PROJECT SUMMARY/ABSTRACT
The long-term goal of this project is to develop stem-cell-based, autologous therapies for diseases affecting the
lung epithelium. Different potential approaches for the use of stem cells for lung disease treatment include
enhancement of endogenous stem cell differentiation or in vitro differentiation of stem cells to lung lineages
followed by cell transplantation. Both approaches require that the identity and pathways of differentiation of lung
stem or progenitor cells be known and well characterized. The discovery of induced pluripotent stem cells
(iPSCs) has opened new possibilities for regenerative medicine as these cells are easy to derive, are not fraught
with ethical issues and offer the possibility of patient-specific therapies. A major roadblock in the effective
application of the iPSC technology to lung regenerative medicine is the incomplete understanding of the cell fate
decision repertoire that characterizes various progenitor cell types during lung differentiation. This is particularly
relevant to the primordial lung progenitors, the rare cells that appear at the moment of lung specification and
give rise to all lung epithelial cell types. We hypothesize that this hurdle is directly related to paucity of information
on the gene regulatory network (GRN), i.e. the specific combination of transcriptional regulators and their
interactions, that defines the identity of primordial lung progenitors. Understanding and manipulating the GRN of
the primordial lung progenitors is the overall objective of this proposal.

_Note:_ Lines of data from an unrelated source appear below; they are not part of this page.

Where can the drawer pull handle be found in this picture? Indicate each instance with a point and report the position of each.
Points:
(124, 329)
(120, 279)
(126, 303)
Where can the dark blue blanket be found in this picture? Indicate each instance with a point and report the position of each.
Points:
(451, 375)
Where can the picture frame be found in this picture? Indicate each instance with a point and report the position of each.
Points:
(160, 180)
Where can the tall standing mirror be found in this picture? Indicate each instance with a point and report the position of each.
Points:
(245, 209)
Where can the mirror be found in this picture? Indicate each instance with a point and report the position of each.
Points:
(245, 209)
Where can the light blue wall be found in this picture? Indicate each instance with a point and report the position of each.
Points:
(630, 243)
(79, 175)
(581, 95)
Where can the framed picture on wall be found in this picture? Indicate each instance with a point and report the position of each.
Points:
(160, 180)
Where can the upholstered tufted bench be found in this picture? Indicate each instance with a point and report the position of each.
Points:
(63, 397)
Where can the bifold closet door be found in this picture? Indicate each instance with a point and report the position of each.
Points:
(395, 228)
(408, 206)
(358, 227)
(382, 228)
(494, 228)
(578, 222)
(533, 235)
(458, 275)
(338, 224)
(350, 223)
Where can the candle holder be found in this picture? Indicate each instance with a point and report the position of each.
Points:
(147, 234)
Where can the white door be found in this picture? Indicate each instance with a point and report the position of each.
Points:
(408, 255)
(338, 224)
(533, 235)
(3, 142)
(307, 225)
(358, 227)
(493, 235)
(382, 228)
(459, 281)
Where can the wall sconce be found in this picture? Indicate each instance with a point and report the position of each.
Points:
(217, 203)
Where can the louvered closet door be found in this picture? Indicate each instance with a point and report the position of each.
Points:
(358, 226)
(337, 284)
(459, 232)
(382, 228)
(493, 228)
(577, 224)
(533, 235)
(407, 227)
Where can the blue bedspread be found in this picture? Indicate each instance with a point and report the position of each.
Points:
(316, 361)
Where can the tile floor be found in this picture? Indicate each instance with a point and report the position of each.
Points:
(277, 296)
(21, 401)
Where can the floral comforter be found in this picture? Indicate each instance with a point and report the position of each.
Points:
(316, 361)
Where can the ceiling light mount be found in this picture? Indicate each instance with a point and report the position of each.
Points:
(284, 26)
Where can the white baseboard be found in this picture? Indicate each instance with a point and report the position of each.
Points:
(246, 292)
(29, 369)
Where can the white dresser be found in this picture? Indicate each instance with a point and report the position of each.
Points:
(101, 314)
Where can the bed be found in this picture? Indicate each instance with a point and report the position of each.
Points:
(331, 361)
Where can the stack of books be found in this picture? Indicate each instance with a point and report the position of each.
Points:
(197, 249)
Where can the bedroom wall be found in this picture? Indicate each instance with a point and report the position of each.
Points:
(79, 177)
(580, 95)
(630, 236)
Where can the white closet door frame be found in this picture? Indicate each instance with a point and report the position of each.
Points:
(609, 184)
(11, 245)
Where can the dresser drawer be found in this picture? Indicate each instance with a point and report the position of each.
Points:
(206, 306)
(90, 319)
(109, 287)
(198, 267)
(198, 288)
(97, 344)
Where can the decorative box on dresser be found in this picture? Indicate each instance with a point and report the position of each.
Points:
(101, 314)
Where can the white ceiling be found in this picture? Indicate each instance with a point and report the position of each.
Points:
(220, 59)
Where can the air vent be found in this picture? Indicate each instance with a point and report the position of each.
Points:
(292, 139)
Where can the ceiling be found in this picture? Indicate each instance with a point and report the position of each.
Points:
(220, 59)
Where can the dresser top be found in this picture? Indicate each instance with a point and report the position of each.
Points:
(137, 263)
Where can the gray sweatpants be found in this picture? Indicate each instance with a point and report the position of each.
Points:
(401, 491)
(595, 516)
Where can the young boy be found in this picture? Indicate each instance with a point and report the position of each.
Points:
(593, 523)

In Aim 1 putative new regulators of primordial lung fate will be studied. We will map their expression during in
vivo lung specification and early lung epithelial differentiation. The function of these genes in lung development,
will be evaluated by their deletion within the anterior foregut endoderm. In Aim 2, similar studies will be
undertaken in vitro using CRISPR interference in a human NKX2-1 reporter line. We will introduce perturbations
of putative regulator expression (either overexpression or knock-down) during in vitro lung specification and
evaluate the competency of the resulting lung progenitors to give rise to distal and proximal lung epithelial cell
types. In Aim 3, the epigenomic landscape of early epithelial lung development will be characterized. We will
combine single-cell RNA-Seq with ATAC-Seq, a technique that reveals chromatin accessibility, to identify the
potential regulatory regions and provide insights in early lung cell-fate decisions. ChIP-Seq will also be used to
reveal the global DNA binding sites of our putative regulators and the Wnt signaling effector, β-catenin. Finally,
in Aim 3 we will use computational methods to construct a proof-of-principle model of the putative GRNs
governing lung primordial identity and the integration of lung specification signals, such as Wnt, with the core
regulatory program. At the conclusion of our studies, we will have defined the lung primordium GRN and gained
insights in the reconfiguration of this GRN during early lung development.